Vietnamese start-ups and even more established companies are also pulling in record investment, with most of the capital foreign direct investment from international sources. The Asian Venture Capital Journal reports $128 million invested across 24 deals over the first half of 2019 compared to just 6 transactions worth $12 million over the same 6 months in 2018. The sums may not yet be comparable with those in Silicon Valley but the rate of growth is breakneck.
One of the most notable investment rounds in recent months has been closed by ride-sharing app FastGo, a competitor of Grab, the region’s dominant force after Uber retreated from southeast Asia in 2018, selling its business to its rival in the process. Other are logistics company Abivin and Logivan, which has similarities with Uber Freight. Vietnam also now has its first ‘unicorn’, the gaming and media company VNG, which was most recently valued at $2.2 billion in a funding round led by Temasek, the Singaporean wealth fund.. Its co-founder and CEO Le Hong Ming states in the Financial Times:
“When we started 15 years ago, we were one of the few [private, start-up] companies. Now there are hundreds and hundreds.”
When regulatory issues can be overcome, VNG plans a Nasdaq listing after signing an agreement with the exchange in 2017. And VNG should soon have company in the Vietnamese branch of the unicorns’ club. DealStreetAsia reported in the summer that mobile and digital payments start-up VNPay is set to attract a $300 million investment from SoftBank’s Vision Fund and GIC of Singapore. VinaCapital Ventures is a $100 venture capital vehicle dedicated to Vietnam. Its portfolio includes stakes in Logivan, FastGo, and Wee Digital, a biometric and facial recognition company.
Many of Vietnam’s most promising start-ups have been founded by members of the Vietnamese diaspora who have worked and studied abroad before returning home. As explained by Justin Nguyen, who runs Monk’s Hill Ventures:
“Vietnam has reverse brain drain. In a lot of countries, the best and brightest go to school abroad and stay there. We have people returning from the US who went to school there, or people like me who left as children, bringing back the rich experience from abroad.”
Investing In Vietnam – The Options
So what are the options for investors interested in taking exposure to this promising market? Unless you are lucky enough to have the level of wealth necessary to get involved in private equity or venture capital funds, the options are emerging markets funds with holdings in Vietnamese companies. As of yet there is no fund that is completely dedicated to Vietnam.

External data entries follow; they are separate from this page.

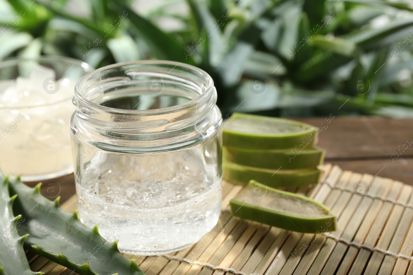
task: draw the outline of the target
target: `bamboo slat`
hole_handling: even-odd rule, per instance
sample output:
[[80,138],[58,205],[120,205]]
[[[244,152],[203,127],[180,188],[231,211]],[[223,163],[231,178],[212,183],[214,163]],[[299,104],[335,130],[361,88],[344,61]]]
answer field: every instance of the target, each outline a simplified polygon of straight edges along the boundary
[[[201,240],[167,256],[125,256],[135,259],[147,275],[413,275],[409,259],[413,254],[413,188],[337,166],[321,168],[320,183],[284,190],[330,209],[337,230],[330,235],[291,232],[232,216],[229,201],[244,186],[224,181],[220,220]],[[368,184],[367,195],[356,192],[359,181]],[[72,212],[77,208],[76,197],[62,207]],[[31,252],[26,255],[34,270],[77,274]]]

Fund options include Skagen Kon-Tiki, which has 2.5% of its total assets invested in Vietnam, adding up to $49.4m at the time of Copley Fund Research’s analysis. It has returned an average of 5.6% over the past decade, trailing the 6.8% returned by the benchmark MSCI Emerging Markets index.

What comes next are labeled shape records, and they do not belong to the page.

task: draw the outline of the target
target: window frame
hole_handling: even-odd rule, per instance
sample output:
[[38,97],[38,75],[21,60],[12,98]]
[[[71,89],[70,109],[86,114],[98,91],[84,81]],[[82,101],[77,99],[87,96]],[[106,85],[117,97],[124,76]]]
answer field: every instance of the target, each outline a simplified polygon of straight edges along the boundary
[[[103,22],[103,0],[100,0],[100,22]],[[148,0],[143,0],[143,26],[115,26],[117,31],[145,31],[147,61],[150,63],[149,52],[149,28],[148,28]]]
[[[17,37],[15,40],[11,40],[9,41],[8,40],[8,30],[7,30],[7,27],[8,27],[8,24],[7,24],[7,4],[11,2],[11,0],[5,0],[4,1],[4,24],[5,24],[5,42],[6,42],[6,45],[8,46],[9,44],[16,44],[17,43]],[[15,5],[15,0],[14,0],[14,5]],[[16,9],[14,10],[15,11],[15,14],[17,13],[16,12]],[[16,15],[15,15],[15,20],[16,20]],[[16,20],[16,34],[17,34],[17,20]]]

There are also a number of stock exchange-listed closed-ended investment trusts active in Vietnam. The BlackRock Frontiers investment trust has Vincom Retail, a shopping centre operator, as its second-biggest holding, at 3.2% of the fund. The fund also holds shares in the smartphone and gadget retailer Mobile World Investment Corporation, which has performed well.
As well as its VC fund, VinaCapital also runs the Vietnam Opportunity trust, which focuses on consumer stocks and counts the country’s biggest dairy company, Vinamilk, and the jeweller Phu Nhuan among its investments.

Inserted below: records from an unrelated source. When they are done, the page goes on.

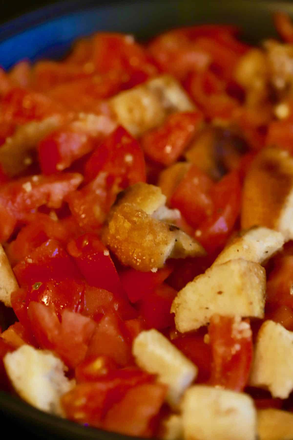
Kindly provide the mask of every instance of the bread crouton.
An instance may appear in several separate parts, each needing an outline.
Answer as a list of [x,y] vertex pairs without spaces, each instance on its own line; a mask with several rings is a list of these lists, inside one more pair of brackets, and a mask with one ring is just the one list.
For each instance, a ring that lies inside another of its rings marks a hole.
[[184,391],[196,378],[196,366],[154,329],[142,331],[136,337],[132,353],[139,367],[157,374],[159,381],[168,386],[167,401],[176,407]]
[[18,285],[10,263],[0,245],[0,301],[7,307],[11,307],[11,294],[18,288]]
[[60,127],[64,117],[55,114],[20,125],[0,148],[0,164],[10,177],[18,176],[33,161],[38,143]]
[[264,148],[244,181],[241,226],[265,226],[293,238],[293,158],[287,151]]
[[179,331],[196,330],[212,315],[263,318],[265,271],[256,263],[239,259],[217,264],[180,290],[172,304]]
[[121,92],[108,102],[118,123],[137,137],[160,125],[169,113],[194,108],[180,84],[166,75]]
[[63,362],[49,351],[24,345],[3,359],[13,387],[24,400],[46,412],[63,415],[60,398],[74,385]]
[[269,408],[257,411],[259,440],[292,440],[293,414]]
[[171,414],[161,423],[159,438],[162,440],[181,440],[183,438],[183,427],[181,416]]
[[[165,200],[158,187],[144,183],[136,183],[118,195],[102,239],[125,266],[148,271],[162,268],[168,258],[205,255],[196,240],[156,218]],[[168,211],[165,213],[170,215]]]
[[186,440],[255,440],[256,411],[247,394],[194,385],[181,404]]
[[266,321],[257,334],[250,385],[286,399],[293,390],[293,332]]
[[228,245],[216,259],[213,265],[237,258],[243,258],[261,264],[280,250],[284,242],[284,237],[280,232],[267,227],[253,227]]

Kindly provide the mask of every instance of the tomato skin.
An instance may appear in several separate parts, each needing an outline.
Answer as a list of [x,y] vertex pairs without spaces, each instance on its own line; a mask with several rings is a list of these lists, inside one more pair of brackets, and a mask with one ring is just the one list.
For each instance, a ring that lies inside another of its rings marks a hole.
[[210,193],[213,184],[205,173],[192,165],[175,189],[170,204],[179,210],[192,227],[196,227],[212,211]]
[[141,140],[146,155],[166,166],[174,163],[203,125],[199,111],[174,113],[159,128],[144,135]]
[[75,369],[75,377],[78,383],[95,382],[117,368],[116,363],[109,356],[94,356],[79,364]]
[[267,282],[267,304],[276,307],[286,306],[293,308],[291,294],[293,284],[293,256],[278,258]]
[[145,181],[145,164],[137,141],[122,126],[118,127],[97,147],[86,164],[87,181],[99,173],[123,189],[138,182]]
[[179,336],[171,341],[177,348],[192,361],[199,369],[197,383],[206,382],[211,374],[212,353],[210,346],[206,344],[200,331]]
[[32,301],[28,309],[32,329],[40,347],[55,352],[69,367],[84,359],[96,324],[65,309],[60,322],[54,307]]
[[106,355],[119,365],[132,360],[130,335],[124,323],[115,310],[103,316],[90,341],[87,357]]
[[161,284],[172,273],[173,267],[168,263],[156,272],[139,272],[130,268],[120,272],[121,284],[130,302],[141,299]]
[[114,370],[95,382],[78,384],[62,396],[61,404],[69,420],[101,427],[107,412],[129,389],[153,380],[153,376],[137,368]]
[[158,383],[131,388],[108,411],[103,428],[127,435],[152,436],[155,429],[151,422],[158,414],[166,392],[166,387]]
[[224,247],[240,213],[241,187],[238,172],[232,171],[224,176],[215,184],[211,195],[213,213],[195,233],[209,254],[218,253]]
[[171,305],[177,292],[163,282],[141,300],[139,312],[147,328],[163,330],[174,323],[174,315],[170,313]]
[[242,391],[252,361],[252,332],[246,321],[213,315],[209,326],[212,361],[211,385]]
[[54,279],[80,277],[73,261],[58,242],[50,239],[36,248],[13,270],[21,286]]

Of course, at this stage of its development, investments in Vietnam should still be considered risky. There is a huge potential in the country’s economy and it is quickly moving in the right direction. But frontier markets have a history of quick changes of economic fortune, especially when a major political change takes place or there is an international slowdown. But for investors, a small stake in Vietnam’s future, particularly as part of an investment in a broader Southeast Asian fund, could be a long term position worthy of consideration.